あるものをないように|スター|読書感想文
朝井リョウさんの「スター」を読んだ。
主人公は、名門と言われた監督のグループに入った尚吾と、Youtubeで映像制作を続ける紘。大きな夢への向き合い方と考え方について、大切なことを忘れていないか?と優しく問いかけてくれる物語だ。
印象に残ったのは、登場人物たちの葛藤とその結果。映画を作ることではなく、映画の現場が好きだったと気付いて職種を変えた浅沼。映画業界を盛り上げるオンラインサロンという枠を作って人々を束ねるうち、中身が伴わなくなっていた泉。本当は比べられないものを比べ続けて、切り捨てられないものを切り捨ててしまっていた尚吾と千紗。
人物ひとりひとりに、わかりすぎる点が多くあって、まるで自分の過去を洗いざらいにして並べたような感覚に陥った。
浅沼のように、特定の業界に関わりたいと思っていた私。
けれど。それはただの”好きな名詞”なのであって、”好きな動詞”ではなかった。むしろ、好きな名詞の上でしか成り立たない、苦手な動詞をずっと追いかけていた。
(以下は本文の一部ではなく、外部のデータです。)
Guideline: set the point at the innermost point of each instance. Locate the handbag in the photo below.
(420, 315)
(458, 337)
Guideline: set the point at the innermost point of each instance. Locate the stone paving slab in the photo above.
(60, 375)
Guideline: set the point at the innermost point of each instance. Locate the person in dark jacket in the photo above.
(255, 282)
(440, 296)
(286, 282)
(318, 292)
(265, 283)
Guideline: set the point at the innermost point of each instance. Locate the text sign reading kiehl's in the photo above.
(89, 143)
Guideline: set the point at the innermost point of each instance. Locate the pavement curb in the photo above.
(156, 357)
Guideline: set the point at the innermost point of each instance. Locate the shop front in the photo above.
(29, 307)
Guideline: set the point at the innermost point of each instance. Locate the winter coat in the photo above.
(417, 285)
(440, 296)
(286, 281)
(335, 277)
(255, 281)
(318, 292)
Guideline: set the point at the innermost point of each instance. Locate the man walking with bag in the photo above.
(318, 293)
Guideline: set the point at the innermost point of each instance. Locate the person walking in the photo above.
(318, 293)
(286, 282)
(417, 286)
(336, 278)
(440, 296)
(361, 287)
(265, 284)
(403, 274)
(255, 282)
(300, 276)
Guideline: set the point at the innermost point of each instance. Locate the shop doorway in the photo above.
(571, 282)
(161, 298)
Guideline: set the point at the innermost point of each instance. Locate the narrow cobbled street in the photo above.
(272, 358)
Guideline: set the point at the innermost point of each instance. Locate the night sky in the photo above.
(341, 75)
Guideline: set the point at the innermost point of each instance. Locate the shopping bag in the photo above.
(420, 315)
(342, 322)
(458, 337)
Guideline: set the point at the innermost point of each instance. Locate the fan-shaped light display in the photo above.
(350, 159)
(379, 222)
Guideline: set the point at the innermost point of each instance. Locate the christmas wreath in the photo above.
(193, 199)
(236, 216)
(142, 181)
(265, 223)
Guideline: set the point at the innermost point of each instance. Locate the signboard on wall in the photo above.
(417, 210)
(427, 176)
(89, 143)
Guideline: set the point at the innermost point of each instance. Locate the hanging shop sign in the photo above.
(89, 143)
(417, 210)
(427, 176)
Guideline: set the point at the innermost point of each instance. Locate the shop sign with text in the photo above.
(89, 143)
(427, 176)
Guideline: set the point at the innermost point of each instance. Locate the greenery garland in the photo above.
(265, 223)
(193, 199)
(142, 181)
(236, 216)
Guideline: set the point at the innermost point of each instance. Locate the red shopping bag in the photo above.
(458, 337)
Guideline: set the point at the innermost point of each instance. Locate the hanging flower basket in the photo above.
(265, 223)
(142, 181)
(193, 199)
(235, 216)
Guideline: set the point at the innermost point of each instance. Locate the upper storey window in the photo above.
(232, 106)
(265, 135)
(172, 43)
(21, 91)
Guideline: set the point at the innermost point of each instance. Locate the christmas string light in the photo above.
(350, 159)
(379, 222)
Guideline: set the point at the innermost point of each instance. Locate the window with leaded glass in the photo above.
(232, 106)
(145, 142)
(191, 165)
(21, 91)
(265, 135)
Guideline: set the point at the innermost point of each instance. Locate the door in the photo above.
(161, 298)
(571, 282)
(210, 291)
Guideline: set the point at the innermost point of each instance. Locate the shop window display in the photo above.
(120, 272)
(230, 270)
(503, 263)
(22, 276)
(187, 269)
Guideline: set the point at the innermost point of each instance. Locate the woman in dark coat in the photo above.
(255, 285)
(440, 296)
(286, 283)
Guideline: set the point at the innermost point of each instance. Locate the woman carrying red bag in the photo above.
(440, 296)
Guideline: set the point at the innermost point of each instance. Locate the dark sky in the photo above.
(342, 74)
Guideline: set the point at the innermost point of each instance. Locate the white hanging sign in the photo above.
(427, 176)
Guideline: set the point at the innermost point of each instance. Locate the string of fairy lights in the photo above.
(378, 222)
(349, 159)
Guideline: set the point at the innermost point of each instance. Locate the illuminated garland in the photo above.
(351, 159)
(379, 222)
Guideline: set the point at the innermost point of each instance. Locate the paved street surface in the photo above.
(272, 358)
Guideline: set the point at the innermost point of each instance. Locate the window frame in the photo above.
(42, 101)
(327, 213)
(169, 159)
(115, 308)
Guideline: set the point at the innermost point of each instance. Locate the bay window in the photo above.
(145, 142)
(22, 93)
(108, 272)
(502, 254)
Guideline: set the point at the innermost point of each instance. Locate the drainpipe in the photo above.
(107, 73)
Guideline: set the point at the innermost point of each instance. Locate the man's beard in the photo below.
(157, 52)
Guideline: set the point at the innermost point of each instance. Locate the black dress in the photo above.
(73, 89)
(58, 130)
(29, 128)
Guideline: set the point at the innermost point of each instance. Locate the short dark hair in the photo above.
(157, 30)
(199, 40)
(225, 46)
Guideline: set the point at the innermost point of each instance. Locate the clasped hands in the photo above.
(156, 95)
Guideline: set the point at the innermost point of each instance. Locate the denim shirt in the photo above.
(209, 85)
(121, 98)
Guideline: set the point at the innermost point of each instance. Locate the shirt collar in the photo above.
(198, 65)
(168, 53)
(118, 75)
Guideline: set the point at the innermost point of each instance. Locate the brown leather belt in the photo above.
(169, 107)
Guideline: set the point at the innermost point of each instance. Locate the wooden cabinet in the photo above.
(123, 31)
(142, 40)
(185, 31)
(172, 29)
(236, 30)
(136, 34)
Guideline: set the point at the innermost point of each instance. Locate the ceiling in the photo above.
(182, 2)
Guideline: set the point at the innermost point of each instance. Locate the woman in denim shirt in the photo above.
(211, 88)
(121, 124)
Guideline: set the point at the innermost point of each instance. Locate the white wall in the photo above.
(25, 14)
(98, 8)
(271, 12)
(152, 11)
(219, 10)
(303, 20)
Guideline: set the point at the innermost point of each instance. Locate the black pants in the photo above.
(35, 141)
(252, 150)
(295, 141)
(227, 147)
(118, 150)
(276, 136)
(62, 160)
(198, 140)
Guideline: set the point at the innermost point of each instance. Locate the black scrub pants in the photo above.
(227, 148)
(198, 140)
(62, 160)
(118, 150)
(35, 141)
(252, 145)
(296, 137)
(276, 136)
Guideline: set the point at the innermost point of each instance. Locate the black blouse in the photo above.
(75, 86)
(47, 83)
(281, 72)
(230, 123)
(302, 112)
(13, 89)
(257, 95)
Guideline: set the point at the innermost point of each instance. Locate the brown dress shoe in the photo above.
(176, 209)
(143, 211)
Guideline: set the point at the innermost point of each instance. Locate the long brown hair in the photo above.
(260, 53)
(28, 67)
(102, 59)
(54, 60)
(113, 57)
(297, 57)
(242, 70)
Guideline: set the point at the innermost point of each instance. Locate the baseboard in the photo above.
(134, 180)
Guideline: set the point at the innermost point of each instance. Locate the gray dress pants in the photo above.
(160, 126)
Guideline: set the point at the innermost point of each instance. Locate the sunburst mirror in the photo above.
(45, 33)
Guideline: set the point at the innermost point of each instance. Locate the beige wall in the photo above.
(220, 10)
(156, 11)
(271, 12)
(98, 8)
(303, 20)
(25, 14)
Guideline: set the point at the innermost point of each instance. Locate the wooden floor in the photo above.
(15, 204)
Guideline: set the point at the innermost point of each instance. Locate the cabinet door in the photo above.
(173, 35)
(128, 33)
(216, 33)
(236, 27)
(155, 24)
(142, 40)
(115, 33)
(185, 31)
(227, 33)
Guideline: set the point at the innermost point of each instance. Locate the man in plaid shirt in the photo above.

だから苦しかったんだなと、今なら思う。
泉のように、やりたいことよりもコミュニティが先行してしまう集まり。
ただ、私はその周辺を取り巻く人になりたかっただけなのに、いつのまにか成し遂げたい目的がないという事実に囚われて、士気を失っていく。入りたての頃のワクワクを忘れてしまう。でも、コミュニティに入っていたら、”ないものをあるように見せること”ができてしまう。その環境に安住してしまったら、もう悪い遺伝子は体の中に取り込まれてしまっている。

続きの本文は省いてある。